The Silent Trauma of Language Loss in African Schools
mon afrique2 juillet 20263 min de lecture23 vues

The Silent Trauma of Language Loss in African Schools

MS

Modibo Soumaré

Équipe SenDiaspora

As we enter the third decade of the 21st century, African children are enrolling into national school environments where their mother tongues are excluded and replaced by colonial languages such as English, French, Spanish, German, Arabic or Portuguese. Is this tradition, rooted in the civilizing mission of French stateman Jules Ferry, implicitly framing Western and Eastern languages as superior? Or, are Africans benefiting from this tradition to enrich their mother tongues?

 

Cheikh Anta Diop argued that language is the “DNA of culture,” and therefore stripping children of their linguistic heritage severs them from their identity and worldview. The psychological impact is profound: confusion, alienation, and diminished self-worth. The renowned anthropologist motivates our efforts to develop methods and systems for cultural authenticity, fostering the creation of dictionaries and corpuses to promote, maintain and develop African languages thereby preventing their extinction or the rise of new generations of cultural orphans struggling to move-up the slippery slope of assimilation.  He believed that peoples who have been culturally marginalized, like those across Africa and its diaspora, must first reclaim their historical languages to contribute meaningfully to the universal human project.

 

The poet-president Leopold Sedar Senghor was also an early proponent of cultural globalization, which has still not to come pass, instead economic globalization has become a reality thanks to advancements in cultural assimilation, media and entertainment, financial digitalization and improvements in transportation.

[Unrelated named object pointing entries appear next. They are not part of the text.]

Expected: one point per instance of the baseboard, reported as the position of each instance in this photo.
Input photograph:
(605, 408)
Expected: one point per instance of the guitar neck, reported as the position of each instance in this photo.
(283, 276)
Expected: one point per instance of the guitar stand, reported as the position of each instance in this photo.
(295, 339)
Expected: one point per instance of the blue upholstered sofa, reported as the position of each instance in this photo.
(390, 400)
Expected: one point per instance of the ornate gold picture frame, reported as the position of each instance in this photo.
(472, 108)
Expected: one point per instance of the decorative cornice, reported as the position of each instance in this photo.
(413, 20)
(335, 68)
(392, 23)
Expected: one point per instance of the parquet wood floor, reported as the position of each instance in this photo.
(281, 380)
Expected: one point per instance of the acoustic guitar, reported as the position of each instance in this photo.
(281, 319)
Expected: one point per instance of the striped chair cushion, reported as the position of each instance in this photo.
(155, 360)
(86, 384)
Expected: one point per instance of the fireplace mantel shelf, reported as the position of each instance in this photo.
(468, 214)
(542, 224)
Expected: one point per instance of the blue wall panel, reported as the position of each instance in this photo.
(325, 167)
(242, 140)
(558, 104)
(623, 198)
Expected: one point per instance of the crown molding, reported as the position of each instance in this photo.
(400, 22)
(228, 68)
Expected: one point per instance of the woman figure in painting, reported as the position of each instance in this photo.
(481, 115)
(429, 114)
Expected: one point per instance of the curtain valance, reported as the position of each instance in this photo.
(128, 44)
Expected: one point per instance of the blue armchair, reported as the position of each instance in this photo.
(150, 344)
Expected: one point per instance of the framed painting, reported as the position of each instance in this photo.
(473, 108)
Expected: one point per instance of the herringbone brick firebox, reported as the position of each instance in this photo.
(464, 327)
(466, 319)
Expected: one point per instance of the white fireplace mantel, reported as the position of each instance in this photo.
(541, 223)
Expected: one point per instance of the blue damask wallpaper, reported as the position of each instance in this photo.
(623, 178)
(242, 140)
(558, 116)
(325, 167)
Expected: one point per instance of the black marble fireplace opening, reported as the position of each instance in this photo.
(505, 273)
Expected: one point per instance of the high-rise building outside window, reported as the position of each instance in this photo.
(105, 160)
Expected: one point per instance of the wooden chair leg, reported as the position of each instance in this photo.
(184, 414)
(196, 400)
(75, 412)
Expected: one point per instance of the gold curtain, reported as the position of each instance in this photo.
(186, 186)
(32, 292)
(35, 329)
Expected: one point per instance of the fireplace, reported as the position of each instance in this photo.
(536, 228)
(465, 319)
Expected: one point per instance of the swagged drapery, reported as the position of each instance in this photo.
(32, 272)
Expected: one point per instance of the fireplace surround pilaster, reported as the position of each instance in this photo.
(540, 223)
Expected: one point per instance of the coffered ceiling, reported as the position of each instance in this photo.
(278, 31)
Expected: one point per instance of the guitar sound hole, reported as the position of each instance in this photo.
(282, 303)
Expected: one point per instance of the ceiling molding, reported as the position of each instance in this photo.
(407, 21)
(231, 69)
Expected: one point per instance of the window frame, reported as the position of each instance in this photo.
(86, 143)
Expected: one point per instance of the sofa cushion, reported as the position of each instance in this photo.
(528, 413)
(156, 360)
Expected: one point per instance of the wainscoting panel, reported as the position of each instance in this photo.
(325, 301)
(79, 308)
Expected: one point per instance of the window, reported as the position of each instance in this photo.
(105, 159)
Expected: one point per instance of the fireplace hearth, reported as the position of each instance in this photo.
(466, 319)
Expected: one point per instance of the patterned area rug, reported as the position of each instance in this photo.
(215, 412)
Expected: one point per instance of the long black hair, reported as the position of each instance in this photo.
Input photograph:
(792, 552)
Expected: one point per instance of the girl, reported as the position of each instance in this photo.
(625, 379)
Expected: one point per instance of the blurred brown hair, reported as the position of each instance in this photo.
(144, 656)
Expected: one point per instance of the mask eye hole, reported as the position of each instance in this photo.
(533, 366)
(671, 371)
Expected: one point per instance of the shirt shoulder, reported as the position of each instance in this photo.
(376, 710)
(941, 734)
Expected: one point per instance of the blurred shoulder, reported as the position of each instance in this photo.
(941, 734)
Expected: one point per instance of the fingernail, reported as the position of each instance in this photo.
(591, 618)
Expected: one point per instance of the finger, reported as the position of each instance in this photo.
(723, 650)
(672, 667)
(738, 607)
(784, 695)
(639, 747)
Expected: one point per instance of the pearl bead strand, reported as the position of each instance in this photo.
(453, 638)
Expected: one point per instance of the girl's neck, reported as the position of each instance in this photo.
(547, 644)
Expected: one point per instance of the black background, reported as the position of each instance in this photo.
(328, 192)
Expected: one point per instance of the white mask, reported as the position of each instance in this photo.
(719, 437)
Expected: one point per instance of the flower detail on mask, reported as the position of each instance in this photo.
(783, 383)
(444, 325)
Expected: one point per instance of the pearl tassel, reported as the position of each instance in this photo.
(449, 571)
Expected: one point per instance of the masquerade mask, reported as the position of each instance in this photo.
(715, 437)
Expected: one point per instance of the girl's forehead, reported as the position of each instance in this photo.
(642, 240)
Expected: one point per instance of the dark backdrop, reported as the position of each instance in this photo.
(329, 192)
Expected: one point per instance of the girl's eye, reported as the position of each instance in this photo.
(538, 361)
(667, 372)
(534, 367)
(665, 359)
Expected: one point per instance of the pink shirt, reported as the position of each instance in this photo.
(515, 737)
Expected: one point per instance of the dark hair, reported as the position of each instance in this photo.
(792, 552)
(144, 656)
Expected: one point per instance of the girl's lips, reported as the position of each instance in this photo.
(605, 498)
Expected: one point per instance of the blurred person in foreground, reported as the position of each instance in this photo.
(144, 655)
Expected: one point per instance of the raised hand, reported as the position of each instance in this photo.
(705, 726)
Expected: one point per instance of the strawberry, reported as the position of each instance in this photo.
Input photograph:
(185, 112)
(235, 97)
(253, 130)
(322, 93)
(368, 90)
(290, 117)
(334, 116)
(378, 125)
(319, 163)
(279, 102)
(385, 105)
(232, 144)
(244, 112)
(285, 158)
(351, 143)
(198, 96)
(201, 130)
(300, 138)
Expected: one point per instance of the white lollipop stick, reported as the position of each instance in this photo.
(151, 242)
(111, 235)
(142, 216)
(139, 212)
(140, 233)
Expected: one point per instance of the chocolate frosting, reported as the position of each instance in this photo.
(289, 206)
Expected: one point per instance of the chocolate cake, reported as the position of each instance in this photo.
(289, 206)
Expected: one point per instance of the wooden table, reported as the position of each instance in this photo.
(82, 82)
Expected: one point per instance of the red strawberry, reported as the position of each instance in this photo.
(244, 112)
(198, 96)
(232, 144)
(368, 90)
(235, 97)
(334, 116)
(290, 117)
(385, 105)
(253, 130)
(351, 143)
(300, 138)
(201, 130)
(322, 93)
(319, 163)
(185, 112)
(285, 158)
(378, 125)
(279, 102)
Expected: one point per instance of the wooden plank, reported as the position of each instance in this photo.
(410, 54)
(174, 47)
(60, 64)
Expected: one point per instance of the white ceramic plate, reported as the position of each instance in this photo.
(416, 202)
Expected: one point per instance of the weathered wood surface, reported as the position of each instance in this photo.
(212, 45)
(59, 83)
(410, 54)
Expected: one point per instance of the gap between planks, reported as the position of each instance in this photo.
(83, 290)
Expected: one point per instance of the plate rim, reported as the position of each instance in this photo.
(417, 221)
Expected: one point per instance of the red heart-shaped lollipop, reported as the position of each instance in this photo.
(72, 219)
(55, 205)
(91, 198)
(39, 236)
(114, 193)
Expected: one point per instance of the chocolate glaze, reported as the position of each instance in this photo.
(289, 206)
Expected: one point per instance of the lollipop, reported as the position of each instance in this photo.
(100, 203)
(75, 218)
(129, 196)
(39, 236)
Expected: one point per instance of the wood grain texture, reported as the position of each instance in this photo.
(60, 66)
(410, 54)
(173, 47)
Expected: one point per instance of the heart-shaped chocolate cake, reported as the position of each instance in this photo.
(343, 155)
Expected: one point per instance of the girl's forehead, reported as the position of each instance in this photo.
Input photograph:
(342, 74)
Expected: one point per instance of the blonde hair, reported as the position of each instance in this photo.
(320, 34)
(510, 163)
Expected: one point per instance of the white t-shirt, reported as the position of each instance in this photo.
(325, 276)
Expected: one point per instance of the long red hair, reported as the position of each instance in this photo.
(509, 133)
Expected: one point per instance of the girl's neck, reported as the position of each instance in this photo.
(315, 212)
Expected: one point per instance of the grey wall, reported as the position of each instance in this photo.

The notion of “comparative advantage of nations” now defines the new-world-order in which we are leaving-in.  As an early globalization visionary in the 1960’s, the poet-president wrote about: “Enracinement et Ouverture”. He argued against the temptations of “Eurocentric Assimilation” and proposed instead a form of “cultural mĂ©tissage” or harmonious dialogue of all civilizations on equal terms. Is it utopic to believe that African and Western languages can equally enrich one another to build a universal human civilization? 

 

The evidence outlined in the rest of this reflection is telling and provides a clear “Reason for Being” for the SENDIASPORA.COM dictionary:

 

Psychological Impact of Language Loss:

Identity Conflict: Children are told their home language is “unsuitable” for learning, creating inferiority complexes.

  • Cognitive Barriers: They must first master a foreign language before accessing knowledge, slowing comprehension.

  • Alienation from Elders: Language shift prevents intergenerational communication, weakening cultural transmission.

 

Why Western-Language Schooling is Detrimental:

  • High failure rates: 89% of Sub-Saharan African children cannot read with comprehension by age 10 when taught in colonial languages (World Bank, 2019).

  • Psychological scars: Children internalize the idea that progress requires abandoning their culture.

  • Cultural erosion: Generational gaps widen as children lose the ability to communicate with elders in their native tongue.

 

An Alternative Education System:

  1. Mother-Tongue Foundation: Early education in local languages to build literacy and confidence.

  2. Gradual Introduction of Global Languages: English/French taught as secondary tools for international communication.

  3. Community Integration: Elders and local scholars contribute oral traditions, proverbs, and cultural knowledge.

  4. Hybrid Pedagogy: Combining indigenous linguistic structures with modern curricula, as Kay Williamson advocated.

 

Conclusion

Western-language schooling in Africa is not neutral—it is a form of cultural violence. It leaves children psychologically scarred and academically disadvantaged. As Diop insisted, reclaiming African languages is essential for reclaiming African dignity.

📚 Bibliography

  • Bamgbose, A. (1991). Language and the Nation: The Language Question in Sub-Saharan Africa. Edinburgh University Press.

  • Batibo, H. M. (2005). Language Decline and Death in Africa: Causes, Consequences and Challenges. Multilingual Matters.

  • Diop, C. A. (1974). The African Origin of Civilization: Myth or Reality. Lawrence Hill Books.

  • Williamson, K. (1982). Linguistic Evidence for the Prehistory of the Niger Delta. University of Port Harcourt.

  • Delafosse, M. (1912). Vocabulaires comparatifs de plus de 60 langues ou dialectes. Paris: Leroux.

  • UNESCO (2021). The State of Education in Africa. Paris: UNESCO.

  • World Bank (2019). Ending Learning Poverty: What Will It Take?. Washington, DC: World Bank.